Entré por la Plaza de España. Era un caos. Había muebles tirados, una suciedad absoluta, una cantidad de gente que vagaba, que no se sabía muy bien si era gente que se escapaba o gente que llegaba. Era una cosa muy terrible (…) Me estuve paseando con mi padre por las Ramblas. A mí me han encantado siempre las Ramblas. Había dos clases de gentes, y era muy curioso. Había vencedores: los vencedores siempre vencen mal. Nunca gana la generosidad. Ganan los deseos de venganza. Y después había otra clase de gente, que era muy silenciosa, que andaba casi raspando las paredes, que se veía que tenía miedo de algo. Y tenían razón de tener miedo. Porque era gente que seguramente tenían algo que reprocharse o algo que les pudieran reprochar. Y entre esas dos gentes había como una muralla de desentendimiento. Yo me di cuenta de que no me gustaba nada estar en el bando de los vencedores.

Se acordaba Vilallonga de que la represión comenzó rápidamente y que la insolidaridad con el vencido era absoluta:

Me acuerdo de que teníamos un portero en la calle Pino, que se llamaba Juan, que ya debía estar en casa cuando yo nací. Y lo denunciaron. Dijeron que había estado sacando paquetes de la casa. Lo detuvieron inmediatamente, lo metieron en la cárcel acusado de saqueo. Se estaba jugando la piel. Recuerdo que le dije a mi padre que había que hacer algo y la contestación de mi padre me paralizó. Era un hombre que nunca usaba palabrotas, y me dijo: Han perdido. Que se jodan [16].

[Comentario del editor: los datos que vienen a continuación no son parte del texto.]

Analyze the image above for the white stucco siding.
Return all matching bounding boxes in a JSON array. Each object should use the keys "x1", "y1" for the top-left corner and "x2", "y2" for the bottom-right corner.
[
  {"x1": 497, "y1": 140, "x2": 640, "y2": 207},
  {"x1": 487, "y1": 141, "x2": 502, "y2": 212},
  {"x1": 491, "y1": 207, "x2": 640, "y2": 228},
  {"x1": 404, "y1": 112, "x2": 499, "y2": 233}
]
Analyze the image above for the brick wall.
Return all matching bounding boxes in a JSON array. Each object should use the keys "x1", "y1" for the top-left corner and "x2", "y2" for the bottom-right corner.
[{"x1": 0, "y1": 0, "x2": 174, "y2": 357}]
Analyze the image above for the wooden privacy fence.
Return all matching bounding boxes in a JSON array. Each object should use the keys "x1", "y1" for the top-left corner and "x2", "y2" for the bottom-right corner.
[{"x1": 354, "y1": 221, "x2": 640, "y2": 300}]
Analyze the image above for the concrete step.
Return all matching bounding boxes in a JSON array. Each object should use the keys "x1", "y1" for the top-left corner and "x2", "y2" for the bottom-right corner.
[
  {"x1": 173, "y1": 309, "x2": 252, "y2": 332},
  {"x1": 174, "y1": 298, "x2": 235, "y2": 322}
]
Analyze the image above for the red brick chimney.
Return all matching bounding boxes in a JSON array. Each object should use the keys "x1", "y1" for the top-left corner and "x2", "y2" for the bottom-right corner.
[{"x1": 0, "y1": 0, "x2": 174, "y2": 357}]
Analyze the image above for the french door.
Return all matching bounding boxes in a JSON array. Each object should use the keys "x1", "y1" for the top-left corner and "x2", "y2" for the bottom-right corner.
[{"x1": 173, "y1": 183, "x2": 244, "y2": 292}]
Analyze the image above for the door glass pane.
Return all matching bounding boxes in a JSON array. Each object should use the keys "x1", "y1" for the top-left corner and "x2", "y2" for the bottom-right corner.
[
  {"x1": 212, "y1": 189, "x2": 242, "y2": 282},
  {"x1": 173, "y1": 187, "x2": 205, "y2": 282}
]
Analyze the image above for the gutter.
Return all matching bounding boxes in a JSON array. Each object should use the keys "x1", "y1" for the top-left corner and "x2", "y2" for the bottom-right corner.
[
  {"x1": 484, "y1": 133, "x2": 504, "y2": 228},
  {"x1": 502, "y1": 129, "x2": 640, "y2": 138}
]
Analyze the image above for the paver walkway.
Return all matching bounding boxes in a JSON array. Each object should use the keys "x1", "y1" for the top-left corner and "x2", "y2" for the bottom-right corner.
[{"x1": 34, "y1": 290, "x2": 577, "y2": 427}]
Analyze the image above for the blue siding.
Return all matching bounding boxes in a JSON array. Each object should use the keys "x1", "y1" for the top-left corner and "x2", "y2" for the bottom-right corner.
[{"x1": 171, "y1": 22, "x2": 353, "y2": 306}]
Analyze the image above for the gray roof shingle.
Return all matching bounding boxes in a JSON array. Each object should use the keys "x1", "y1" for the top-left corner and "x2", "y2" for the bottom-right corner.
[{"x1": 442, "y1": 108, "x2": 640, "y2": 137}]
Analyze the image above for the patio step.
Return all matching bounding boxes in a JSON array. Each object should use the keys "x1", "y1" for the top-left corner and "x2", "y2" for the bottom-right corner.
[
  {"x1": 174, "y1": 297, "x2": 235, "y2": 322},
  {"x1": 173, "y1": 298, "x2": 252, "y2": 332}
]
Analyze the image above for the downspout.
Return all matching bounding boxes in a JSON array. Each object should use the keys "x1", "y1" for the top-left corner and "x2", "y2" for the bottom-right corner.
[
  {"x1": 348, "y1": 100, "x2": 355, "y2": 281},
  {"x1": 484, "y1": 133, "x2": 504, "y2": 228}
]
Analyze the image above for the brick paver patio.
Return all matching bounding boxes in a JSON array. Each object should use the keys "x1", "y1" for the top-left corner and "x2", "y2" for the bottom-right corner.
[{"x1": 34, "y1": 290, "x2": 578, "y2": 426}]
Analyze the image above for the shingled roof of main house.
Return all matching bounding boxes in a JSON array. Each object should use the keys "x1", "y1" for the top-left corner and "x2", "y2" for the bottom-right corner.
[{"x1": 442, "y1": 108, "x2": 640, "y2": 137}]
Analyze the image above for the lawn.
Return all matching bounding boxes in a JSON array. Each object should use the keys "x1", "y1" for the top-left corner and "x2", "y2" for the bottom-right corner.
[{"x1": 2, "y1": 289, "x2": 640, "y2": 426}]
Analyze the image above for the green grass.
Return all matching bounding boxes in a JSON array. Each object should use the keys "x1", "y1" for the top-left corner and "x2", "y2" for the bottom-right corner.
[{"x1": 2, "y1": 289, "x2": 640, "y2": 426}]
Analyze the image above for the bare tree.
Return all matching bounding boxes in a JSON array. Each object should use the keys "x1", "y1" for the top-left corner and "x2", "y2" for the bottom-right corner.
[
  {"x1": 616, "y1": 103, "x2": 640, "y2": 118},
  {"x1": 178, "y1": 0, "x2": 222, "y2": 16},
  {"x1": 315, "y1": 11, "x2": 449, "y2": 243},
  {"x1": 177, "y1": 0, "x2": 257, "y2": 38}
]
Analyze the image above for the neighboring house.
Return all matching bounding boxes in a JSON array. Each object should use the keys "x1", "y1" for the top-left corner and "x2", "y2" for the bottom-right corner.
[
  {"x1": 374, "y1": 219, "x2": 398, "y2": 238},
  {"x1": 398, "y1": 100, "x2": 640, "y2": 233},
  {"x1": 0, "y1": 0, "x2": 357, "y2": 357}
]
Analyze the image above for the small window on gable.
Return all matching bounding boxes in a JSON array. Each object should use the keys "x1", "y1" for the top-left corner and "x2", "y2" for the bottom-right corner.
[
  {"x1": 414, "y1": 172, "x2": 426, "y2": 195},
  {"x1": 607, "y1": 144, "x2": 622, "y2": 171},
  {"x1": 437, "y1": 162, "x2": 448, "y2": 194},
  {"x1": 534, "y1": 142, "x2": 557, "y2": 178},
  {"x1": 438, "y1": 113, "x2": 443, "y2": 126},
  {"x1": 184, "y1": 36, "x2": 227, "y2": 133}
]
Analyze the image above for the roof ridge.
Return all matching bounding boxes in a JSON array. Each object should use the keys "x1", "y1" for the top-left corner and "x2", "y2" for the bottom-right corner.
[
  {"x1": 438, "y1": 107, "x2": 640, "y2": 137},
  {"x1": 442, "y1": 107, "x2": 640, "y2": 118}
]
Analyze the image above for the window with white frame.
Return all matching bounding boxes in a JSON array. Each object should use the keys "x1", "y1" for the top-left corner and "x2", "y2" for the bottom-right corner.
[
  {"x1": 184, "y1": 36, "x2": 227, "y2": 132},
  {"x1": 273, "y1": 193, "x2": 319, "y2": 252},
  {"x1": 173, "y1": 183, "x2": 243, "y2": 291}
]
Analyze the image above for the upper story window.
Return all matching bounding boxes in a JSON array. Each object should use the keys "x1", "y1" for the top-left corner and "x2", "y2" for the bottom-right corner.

Diariamente se daban normas restrictivas: desde declarar sin valor alguno a la moneda republicana, con lo que muchos perdieron sus ahorros y hubieraon de canjear objetos de valor por la nueva moneda imperante, hasta la supresión de las colas porque recordaban demasiado a tiempos «felizmente» pasados. Tras empeñar todo lo que poseía de valor, mucha gente no tenía con que comprar alimentos —muchos obreros habían sido despedidos por «desafectos»—, y debían acudir a Auxilio Social. Cierto día de enero se hizo saber que Auxilio Social había repartido 60 000 comidas, 150 000 ranchos fríos y 350 000 chuscos. Y para todo, incluso para comer, se imponía brazo en alto y cantar el Cara al Sol, constantemente improvisado por las patrullas callejeras de falangistas, o el Oriamendi, si eran carlistas. Se abrían todas las iglesias, tras reparar las que habían sido «destrozadas por los rojos», y muy pronto se restableció la enseñanza en los colegios religiosos, en los que las familias pudientes matriculaban a toda prisa a sus hijos, hasta entonces educados en colegios republicanos, más abiertos y liberales.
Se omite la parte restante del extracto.